Enlargement must be credible and I support the European Commission’s strategy in putting rule of law and governance issues at the core of the accession process. The economic adjustments which have to be made are also demanding.
Achieving and maintaining good neighbourly relations is vital. Long-standing tensions cannot be imported into the Union and undermine the basic principle of loyal co-operation.
We should support the people of the region throughout the preparatory phases and I am pleased, for example, to host the Albanian Foreign Minister in Dublin next week.

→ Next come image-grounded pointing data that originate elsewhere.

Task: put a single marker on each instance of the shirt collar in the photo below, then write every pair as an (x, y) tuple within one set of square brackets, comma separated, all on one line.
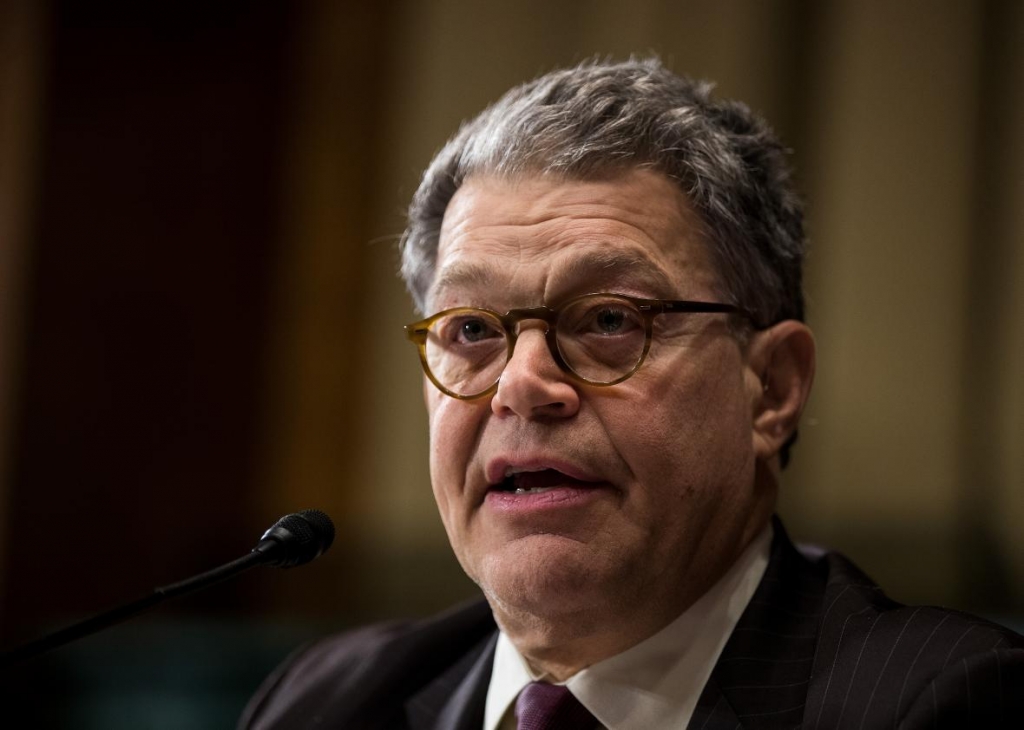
[(657, 682)]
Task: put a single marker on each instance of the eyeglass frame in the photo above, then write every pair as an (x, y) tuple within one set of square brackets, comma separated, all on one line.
[(417, 332)]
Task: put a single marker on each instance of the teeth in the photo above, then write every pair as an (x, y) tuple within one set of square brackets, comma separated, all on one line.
[(512, 471)]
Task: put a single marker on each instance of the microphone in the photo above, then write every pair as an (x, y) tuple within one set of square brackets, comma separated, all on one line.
[(294, 540)]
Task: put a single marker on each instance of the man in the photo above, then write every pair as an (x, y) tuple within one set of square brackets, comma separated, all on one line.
[(615, 363)]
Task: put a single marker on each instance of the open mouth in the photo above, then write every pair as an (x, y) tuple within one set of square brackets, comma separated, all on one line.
[(537, 482)]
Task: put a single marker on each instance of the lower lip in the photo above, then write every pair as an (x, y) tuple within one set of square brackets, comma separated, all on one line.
[(558, 498)]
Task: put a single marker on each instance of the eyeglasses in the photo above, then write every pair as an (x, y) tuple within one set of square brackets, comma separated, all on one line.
[(598, 339)]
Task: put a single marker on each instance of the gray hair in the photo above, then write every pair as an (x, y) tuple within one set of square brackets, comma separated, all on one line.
[(600, 119)]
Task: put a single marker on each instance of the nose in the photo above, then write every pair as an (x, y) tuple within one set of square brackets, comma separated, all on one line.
[(532, 385)]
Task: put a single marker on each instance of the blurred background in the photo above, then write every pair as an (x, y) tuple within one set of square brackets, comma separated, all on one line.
[(201, 324)]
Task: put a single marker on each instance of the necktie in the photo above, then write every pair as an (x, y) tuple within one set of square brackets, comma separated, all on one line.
[(548, 706)]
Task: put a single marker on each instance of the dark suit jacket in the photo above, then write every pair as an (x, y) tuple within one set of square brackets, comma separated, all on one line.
[(819, 647)]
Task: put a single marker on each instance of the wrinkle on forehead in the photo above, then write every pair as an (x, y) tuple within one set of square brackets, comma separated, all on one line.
[(634, 232), (609, 269)]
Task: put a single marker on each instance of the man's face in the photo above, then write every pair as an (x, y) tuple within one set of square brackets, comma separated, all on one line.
[(568, 500)]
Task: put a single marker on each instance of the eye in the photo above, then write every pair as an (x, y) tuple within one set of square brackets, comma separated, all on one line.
[(474, 330), (468, 329), (606, 319)]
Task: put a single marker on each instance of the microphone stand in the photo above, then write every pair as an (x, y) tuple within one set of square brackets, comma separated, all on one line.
[(116, 615)]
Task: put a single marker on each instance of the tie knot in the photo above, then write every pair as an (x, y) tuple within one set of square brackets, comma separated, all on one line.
[(546, 706)]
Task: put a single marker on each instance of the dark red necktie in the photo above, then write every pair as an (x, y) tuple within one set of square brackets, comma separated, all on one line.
[(549, 706)]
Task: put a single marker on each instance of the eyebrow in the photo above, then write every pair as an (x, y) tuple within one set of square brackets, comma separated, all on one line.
[(593, 270)]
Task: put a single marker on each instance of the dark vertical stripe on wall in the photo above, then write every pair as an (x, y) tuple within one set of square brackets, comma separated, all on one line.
[(157, 219), (985, 575)]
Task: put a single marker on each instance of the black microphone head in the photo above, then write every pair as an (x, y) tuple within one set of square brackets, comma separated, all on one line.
[(296, 539)]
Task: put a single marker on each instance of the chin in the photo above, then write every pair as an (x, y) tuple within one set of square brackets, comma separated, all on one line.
[(545, 575)]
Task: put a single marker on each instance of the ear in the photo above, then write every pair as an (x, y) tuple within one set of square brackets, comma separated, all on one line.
[(781, 358)]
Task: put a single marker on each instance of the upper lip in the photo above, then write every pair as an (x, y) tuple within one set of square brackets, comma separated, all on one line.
[(501, 467)]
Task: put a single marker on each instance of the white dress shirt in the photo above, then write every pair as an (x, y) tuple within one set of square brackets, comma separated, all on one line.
[(656, 683)]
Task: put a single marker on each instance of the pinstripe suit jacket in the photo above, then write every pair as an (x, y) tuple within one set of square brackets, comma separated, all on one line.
[(819, 647)]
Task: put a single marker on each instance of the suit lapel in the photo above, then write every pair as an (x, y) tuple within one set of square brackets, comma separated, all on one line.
[(761, 679), (455, 700)]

I spoke earlier about the need for the European Union to re-affirm its relevance to the day-to-day lives of its citizens. In many respects, the choice the people of the Western Balkans are making – to choose Europe – is similar to the choice we are invited to make as part of this public engagement process.
In a moment we will close the day’s proceedings with a video prepared by the European Commission ahead of the EU-Western Balkans Summit.
I believe it is a fitting way to end the day because it reminds us of what we can achieve together when we have peace. It shows us how we can be part of something global while enjoying being local. How we can have our say, be free and feel protected.
On Europe Day, we should remember where we have come from since 1950, since 1957, since 1973. We should remember progress made, lives saved, societies healed and economies grown. And we should reiterate our conviction that by showing solidarity, sticking to our values and embracing innovation, the European Union will remain the best model we have for facing the challenges of the future together.
Thank you for welcoming me here this afternoon. And please, keep the conversation going.